5. EPA: Great Tools for Personalized Queries if You Don't Need Personal Information
The EPA's site, in many ways, is what I imagine a truly transparent, user-focused agency site could be like. It has much more microdata available, and with much more consumer-oriented search possible. For example, MyEnvironment allows you to type in your zipcode and get a cross-section of many of their datasets all at once:
There are also some mechanisms for inputting data, such as reporting violations, which makes the EPA one of the few agencies I've seen where data doesn't only flow in one direction.But the reason so much data can be made available, in such searchable ways, is that the vast majority of the EPA's microdata is not "personal." They're measures of things like air quality and locations of regulated facilities. They don't have to worry about revealing personal tax information or personal medical expenditure information. We'd love to see if similar data tools could be created for more sensitive data if better guarantees could be made around privacy than exist today.
Our dreams for data
So what would we love to see?
- More “queryable” data—we’ll be able to ask the questions we want to ask, rather than accept the aggregates & statistics as presented.

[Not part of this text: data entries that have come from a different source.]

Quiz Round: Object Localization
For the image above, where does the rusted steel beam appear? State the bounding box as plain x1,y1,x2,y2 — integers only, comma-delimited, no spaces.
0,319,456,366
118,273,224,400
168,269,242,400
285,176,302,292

- More microdata available more quickly—we’ll get to analyze actual responses to surveys and not wait for the microdata to to be “scrubbed” for privacy reasons.

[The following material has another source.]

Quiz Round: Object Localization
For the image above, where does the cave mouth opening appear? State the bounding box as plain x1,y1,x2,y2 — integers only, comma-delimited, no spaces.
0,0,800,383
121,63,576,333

- More longitudinal data available—we’ll be able to do more studies of the same subjects over time and make more of it easily available to the public, rather than only in locked-up data centers.

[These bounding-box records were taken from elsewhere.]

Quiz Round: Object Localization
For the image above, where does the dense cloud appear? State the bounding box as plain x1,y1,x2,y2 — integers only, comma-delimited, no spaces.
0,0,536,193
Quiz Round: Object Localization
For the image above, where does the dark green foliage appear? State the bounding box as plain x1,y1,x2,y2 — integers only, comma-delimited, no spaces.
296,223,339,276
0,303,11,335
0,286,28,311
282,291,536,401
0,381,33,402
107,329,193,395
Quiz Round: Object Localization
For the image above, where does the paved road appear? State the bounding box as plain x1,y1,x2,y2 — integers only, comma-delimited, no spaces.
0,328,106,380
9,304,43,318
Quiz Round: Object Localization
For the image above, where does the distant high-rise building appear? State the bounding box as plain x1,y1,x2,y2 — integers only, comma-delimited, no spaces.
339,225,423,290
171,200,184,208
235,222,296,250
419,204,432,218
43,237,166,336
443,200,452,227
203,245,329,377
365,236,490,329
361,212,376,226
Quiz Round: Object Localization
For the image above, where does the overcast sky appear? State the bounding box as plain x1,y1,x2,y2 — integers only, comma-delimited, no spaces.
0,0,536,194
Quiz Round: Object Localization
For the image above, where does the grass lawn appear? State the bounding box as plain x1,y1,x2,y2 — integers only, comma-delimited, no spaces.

- More centralized, accessible data—we’ll be able to go to one place and be able to immediately see and have access to a lot of data.
- More user-friendly data—we, as ordinary citizens, will be able to get data-specific answers to important, personal questions.
As I've stated previously, I don't mean to poo-poo the data that these agencies and others have made available. It takes a great deal of time, effort, and resources to make this kind of data available, especially if you have to clean it up (i.e.,. make it "private" for public consumption), which is why it's such a big deal when a government, whether federal, state, or local, makes a real commitment to making data available. We at the Common Data Project are working on a datatrust because we think certain technologies could reduce the costs of making data available by making privacy something more measurable and guaranteeable.We may not be able to make all our data dreams come true immediately, but we definitely don't want to let up on the push for better data.